45 Comments
- 3monkeys, on 10/12/2007, -4/+14Cool on of the admins fixed my typo in the title.
- silverfire, on 10/12/2007, -0/+9You don't have to be on Linux to use them :P
http://unxutils.sourceforge.net/ - bribera, on 10/12/2007, -2/+11I grep around awkwardly alot, but I still manage to get some head. And tail.
- lwdallas, on 10/12/2007, -1/+10Get crazy, baby:
http://www.cygwin.com/ - zoombusa, on 10/12/2007, -0/+8what about sed?
- oceanbeachsf, on 10/12/2007, -0/+7Great utils. I use em all the time. I think it should be noted these utilities existed for at least 20 years before Linux. The kids in Berkely were doing this years ago!!
- merreborn, on 10/12/2007, -0/+7and xargs.
- flash200, on 10/12/2007, -1/+7sed can be pretty useful, for applying regular expressions to a stream of text data, or for applying a regular expression to a variable in a bash script.

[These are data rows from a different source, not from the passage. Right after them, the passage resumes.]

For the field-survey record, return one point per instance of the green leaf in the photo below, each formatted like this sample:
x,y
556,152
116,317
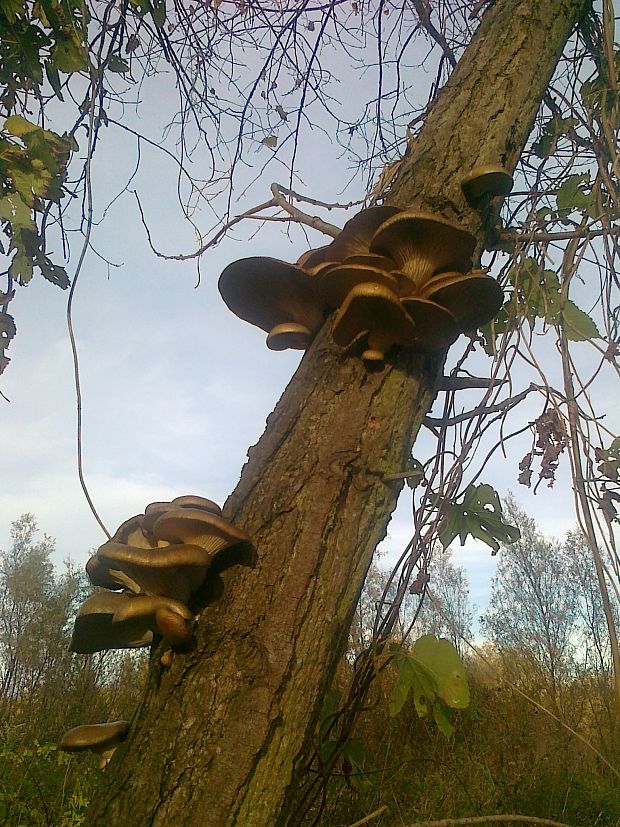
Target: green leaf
x,y
572,197
609,461
54,80
11,9
434,673
20,269
158,12
69,54
18,126
52,272
478,515
117,64
441,661
16,211
444,724
578,326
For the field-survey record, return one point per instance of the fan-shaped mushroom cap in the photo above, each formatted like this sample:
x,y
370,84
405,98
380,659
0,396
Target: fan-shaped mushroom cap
x,y
200,528
174,571
313,261
131,532
486,182
473,299
358,232
423,244
435,327
267,293
373,309
94,630
194,501
96,737
337,282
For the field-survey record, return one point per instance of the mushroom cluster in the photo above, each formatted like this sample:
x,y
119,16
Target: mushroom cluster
x,y
394,277
156,569
100,738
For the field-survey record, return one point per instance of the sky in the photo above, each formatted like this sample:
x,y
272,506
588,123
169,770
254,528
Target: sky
x,y
175,388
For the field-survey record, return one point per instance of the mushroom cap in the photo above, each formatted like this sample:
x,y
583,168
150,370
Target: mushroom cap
x,y
337,282
174,571
194,501
423,244
358,232
131,532
99,574
473,299
313,261
96,737
191,525
154,510
486,182
376,310
435,326
267,292
94,630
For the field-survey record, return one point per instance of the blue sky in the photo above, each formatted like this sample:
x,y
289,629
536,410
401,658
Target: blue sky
x,y
175,388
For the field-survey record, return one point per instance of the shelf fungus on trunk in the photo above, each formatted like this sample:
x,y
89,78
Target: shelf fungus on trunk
x,y
474,299
99,738
278,297
486,182
109,620
422,245
164,561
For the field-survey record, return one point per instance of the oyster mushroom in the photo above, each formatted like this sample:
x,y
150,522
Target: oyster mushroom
x,y
275,296
358,232
422,245
99,738
94,630
336,282
474,299
373,309
175,571
486,182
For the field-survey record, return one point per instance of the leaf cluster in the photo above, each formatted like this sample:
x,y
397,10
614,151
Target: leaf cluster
x,y
33,171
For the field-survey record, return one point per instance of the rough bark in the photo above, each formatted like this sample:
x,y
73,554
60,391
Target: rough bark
x,y
220,738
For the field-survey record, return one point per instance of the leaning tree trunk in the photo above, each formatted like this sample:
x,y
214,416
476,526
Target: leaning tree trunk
x,y
220,739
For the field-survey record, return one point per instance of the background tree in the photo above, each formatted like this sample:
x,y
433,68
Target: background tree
x,y
533,610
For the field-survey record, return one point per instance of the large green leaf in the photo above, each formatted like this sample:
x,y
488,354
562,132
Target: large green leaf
x,y
433,673
578,326
14,209
479,515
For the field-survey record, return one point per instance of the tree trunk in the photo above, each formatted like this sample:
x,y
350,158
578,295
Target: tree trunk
x,y
220,738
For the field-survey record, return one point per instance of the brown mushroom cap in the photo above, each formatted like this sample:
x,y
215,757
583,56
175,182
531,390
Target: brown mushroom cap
x,y
174,571
373,309
154,510
200,528
131,532
313,261
96,737
267,292
94,630
486,182
473,299
337,282
435,326
423,244
194,501
358,232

Haven't used awk yet but it looks very interesting. - aeio, on 10/12/2007, -1/+7don't forget sort, uniq and tac (cat, but backwards)
- Bishoco, on 10/12/2007, -0/+5Anybody who wants to become well versed in UNIX needs to learn these tools. They are powerful and often very fast on even large files. Sed, grep, head, and tail get really powerful when you learn how to chain the commands together through piping. Awk is a really powerful tool as well. These suckers can save you a lot time if you need pull data out of files or convert it to a new format.

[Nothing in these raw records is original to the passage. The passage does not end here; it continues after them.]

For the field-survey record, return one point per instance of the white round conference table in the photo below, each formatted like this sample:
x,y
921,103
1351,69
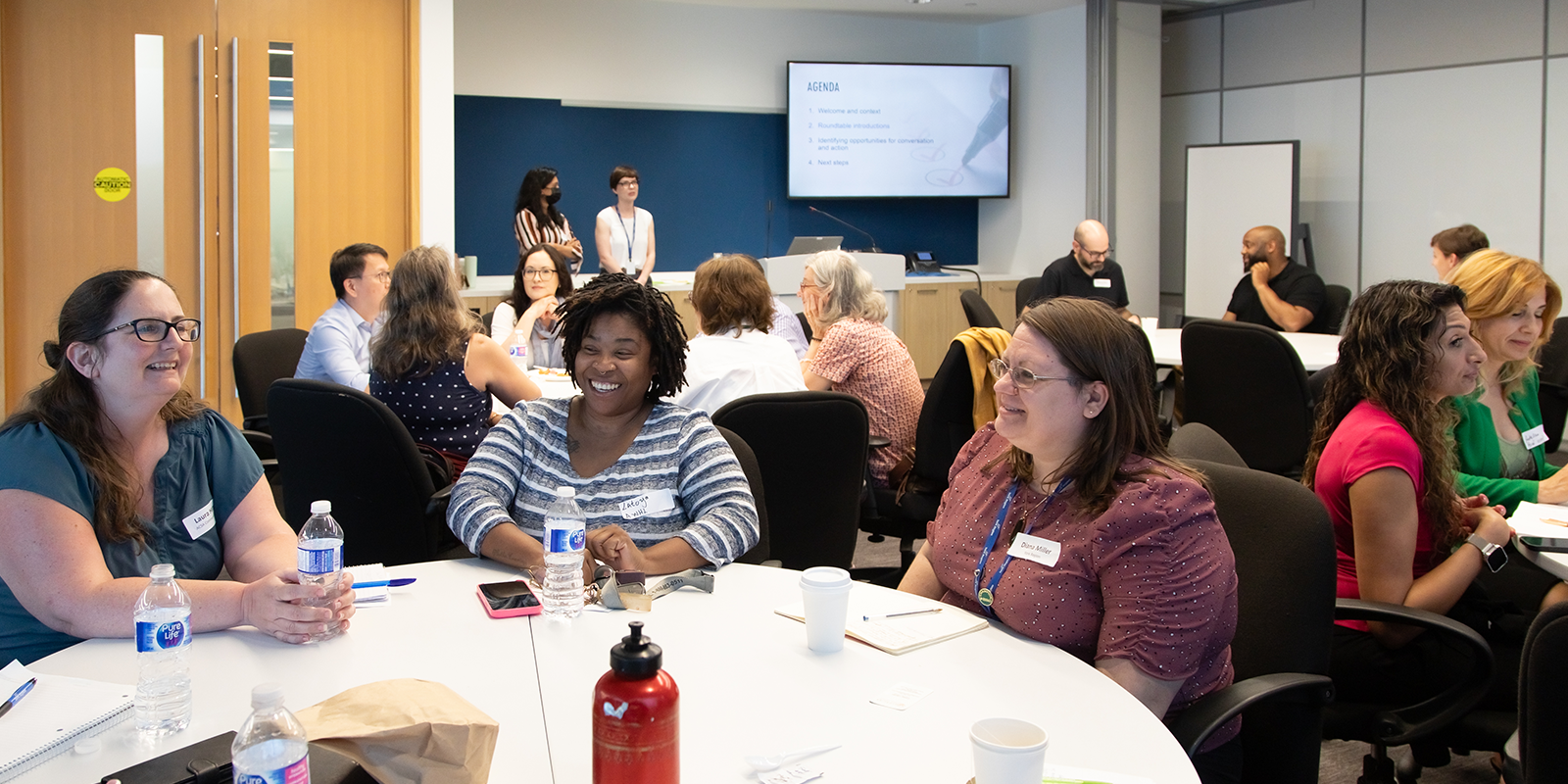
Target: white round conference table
x,y
1316,352
749,686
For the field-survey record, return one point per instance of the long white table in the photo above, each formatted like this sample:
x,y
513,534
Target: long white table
x,y
1316,352
749,686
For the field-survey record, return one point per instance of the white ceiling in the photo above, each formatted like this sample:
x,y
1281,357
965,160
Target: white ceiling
x,y
935,10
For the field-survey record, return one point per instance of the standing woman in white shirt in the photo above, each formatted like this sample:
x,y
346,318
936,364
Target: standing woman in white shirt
x,y
624,232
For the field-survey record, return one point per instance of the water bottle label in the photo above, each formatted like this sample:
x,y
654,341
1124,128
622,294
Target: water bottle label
x,y
153,635
297,773
321,561
564,540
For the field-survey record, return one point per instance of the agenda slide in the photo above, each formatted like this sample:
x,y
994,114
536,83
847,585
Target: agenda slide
x,y
867,130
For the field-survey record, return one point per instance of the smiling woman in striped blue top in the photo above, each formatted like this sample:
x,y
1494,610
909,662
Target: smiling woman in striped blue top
x,y
659,485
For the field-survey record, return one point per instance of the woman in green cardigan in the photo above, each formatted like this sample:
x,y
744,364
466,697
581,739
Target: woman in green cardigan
x,y
1497,438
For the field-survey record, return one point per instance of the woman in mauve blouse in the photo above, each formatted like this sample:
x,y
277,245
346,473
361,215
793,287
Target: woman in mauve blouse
x,y
1128,564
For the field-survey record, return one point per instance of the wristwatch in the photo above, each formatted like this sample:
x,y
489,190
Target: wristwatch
x,y
1494,556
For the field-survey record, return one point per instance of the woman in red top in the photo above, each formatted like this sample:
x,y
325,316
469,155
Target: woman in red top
x,y
1382,462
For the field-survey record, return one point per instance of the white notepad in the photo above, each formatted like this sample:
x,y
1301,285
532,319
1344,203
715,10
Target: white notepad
x,y
55,715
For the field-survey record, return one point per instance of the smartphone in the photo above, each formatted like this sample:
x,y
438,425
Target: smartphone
x,y
509,600
1544,545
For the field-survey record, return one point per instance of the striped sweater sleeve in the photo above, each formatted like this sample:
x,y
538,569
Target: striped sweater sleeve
x,y
715,493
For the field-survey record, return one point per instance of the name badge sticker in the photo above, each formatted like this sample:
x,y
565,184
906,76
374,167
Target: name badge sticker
x,y
1534,436
200,521
1035,549
656,502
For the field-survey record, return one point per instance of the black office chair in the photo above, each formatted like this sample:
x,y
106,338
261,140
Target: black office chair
x,y
749,463
1199,441
1247,383
344,446
1024,294
977,311
1285,566
811,449
1332,318
1554,384
945,427
1537,755
259,360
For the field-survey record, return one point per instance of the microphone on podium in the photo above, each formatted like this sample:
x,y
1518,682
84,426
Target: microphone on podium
x,y
852,226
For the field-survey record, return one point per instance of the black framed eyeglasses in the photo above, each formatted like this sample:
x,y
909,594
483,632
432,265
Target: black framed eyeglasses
x,y
1021,376
156,329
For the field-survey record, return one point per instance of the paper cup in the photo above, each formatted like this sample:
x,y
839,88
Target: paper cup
x,y
825,595
1007,752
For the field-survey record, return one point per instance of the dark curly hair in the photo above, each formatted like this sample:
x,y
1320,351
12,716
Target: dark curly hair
x,y
648,308
1387,357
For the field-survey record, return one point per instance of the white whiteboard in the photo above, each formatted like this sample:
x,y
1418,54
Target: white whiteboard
x,y
1231,188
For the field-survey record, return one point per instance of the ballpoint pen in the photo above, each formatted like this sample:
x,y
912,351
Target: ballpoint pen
x,y
388,584
929,611
16,697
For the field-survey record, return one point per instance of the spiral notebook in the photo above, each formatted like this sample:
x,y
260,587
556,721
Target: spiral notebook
x,y
59,712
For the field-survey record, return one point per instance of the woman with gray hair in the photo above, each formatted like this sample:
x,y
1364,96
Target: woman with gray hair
x,y
854,352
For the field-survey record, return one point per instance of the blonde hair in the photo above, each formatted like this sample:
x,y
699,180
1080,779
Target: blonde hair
x,y
847,289
1494,284
427,321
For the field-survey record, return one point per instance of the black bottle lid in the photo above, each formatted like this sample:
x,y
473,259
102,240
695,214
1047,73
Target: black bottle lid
x,y
635,656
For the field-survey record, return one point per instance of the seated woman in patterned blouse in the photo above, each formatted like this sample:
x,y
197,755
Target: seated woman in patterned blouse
x,y
854,352
431,363
1141,579
616,444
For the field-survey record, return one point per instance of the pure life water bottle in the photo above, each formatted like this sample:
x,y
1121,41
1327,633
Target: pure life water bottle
x,y
321,562
164,635
564,556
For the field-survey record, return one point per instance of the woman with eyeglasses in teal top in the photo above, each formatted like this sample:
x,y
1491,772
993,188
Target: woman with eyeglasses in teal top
x,y
1070,522
112,466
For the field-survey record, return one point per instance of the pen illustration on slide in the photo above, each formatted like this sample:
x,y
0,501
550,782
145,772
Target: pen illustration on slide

If you want to learn this stuff, I really recommend O'Reilly's Unix in a Nutshell. http://www.oreilly.com/catalog/unixnut4/index.html
And have a seasoned UNIX guy show you the ropes. - merreborn, on 10/12/2007, -1/+6For many tasks, it's generally a lot faster to just pipe a couple of commands together on the commandline than it would be to write a perl script.
- gtchen66, on 10/12/2007, -0/+4These are all basic utilities that are part of the preliminary questions I ask any job canidate who claims to work with unix. They are extremely powerful individually, but become more so when combined. One thing the article doesn't do justice to is how to combine multiple utilities via pipes. No GUI in the world has the flexibility to do the kind of ad-hoc queries I routinely execute via some combination of these textutils.

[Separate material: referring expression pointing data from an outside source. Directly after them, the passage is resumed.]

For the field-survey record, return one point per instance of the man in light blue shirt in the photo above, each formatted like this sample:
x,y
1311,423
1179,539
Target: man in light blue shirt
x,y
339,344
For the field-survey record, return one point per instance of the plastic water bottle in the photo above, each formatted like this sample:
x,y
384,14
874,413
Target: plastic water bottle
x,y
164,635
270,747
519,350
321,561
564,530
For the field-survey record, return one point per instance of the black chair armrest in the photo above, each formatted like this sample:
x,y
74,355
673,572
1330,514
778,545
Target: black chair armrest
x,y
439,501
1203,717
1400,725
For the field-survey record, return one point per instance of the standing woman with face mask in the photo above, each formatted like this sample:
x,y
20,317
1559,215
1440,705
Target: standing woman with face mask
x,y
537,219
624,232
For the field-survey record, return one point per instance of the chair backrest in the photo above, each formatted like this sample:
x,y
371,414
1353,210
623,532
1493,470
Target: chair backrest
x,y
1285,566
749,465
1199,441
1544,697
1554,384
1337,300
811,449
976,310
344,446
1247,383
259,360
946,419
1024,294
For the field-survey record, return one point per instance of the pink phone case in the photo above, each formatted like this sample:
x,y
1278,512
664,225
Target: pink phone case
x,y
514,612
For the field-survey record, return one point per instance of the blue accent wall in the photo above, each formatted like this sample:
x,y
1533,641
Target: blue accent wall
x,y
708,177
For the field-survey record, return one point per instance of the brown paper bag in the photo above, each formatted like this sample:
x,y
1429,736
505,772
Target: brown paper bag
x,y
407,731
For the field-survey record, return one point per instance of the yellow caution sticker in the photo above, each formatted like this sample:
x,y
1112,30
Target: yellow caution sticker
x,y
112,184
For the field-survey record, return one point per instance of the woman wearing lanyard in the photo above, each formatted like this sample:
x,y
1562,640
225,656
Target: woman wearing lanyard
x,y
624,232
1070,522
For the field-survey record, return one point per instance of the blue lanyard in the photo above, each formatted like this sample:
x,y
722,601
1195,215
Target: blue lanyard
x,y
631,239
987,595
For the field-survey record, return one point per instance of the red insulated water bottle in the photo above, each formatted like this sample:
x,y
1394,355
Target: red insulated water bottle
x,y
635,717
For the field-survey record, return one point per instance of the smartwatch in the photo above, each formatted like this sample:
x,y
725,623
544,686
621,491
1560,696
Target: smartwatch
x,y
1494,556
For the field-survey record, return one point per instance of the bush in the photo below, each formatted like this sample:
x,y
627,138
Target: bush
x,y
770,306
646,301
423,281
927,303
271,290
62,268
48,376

The recent AOL fiasco, for example, precedes each line with the userid. Lets say I wanted to know which user had the most searches during the 3 months that the data encompassed. My command would be:
cut -f1 *.txt | sort | uniq -c | sort -n | tail
I could refine it and set a variable to the final value with (depends on your shell):
set most = `cat user-ct-test-collection-??.txt | grep -v ^Anon | cut -f1 | sort | uniq -c | sort -rn | head -1 | awk '{print $2}'`
I'd love to see any GUI try that. - midlifecrisis, on 10/12/2007, -2/+6Grep is most useful when combined with find.
- Sheco, on 10/12/2007, -0/+4The article tells you a way to search for a word and you don't care about the case of the first letter and it is:
# grep "[T, t]he" memo
WTF!!! that means match when there is a T or a comma or a space or a t, followed by 'he'. It does not mean match when there is a T or a t, then 'he'
You should do this instead, when wanting to match for different characters in a position.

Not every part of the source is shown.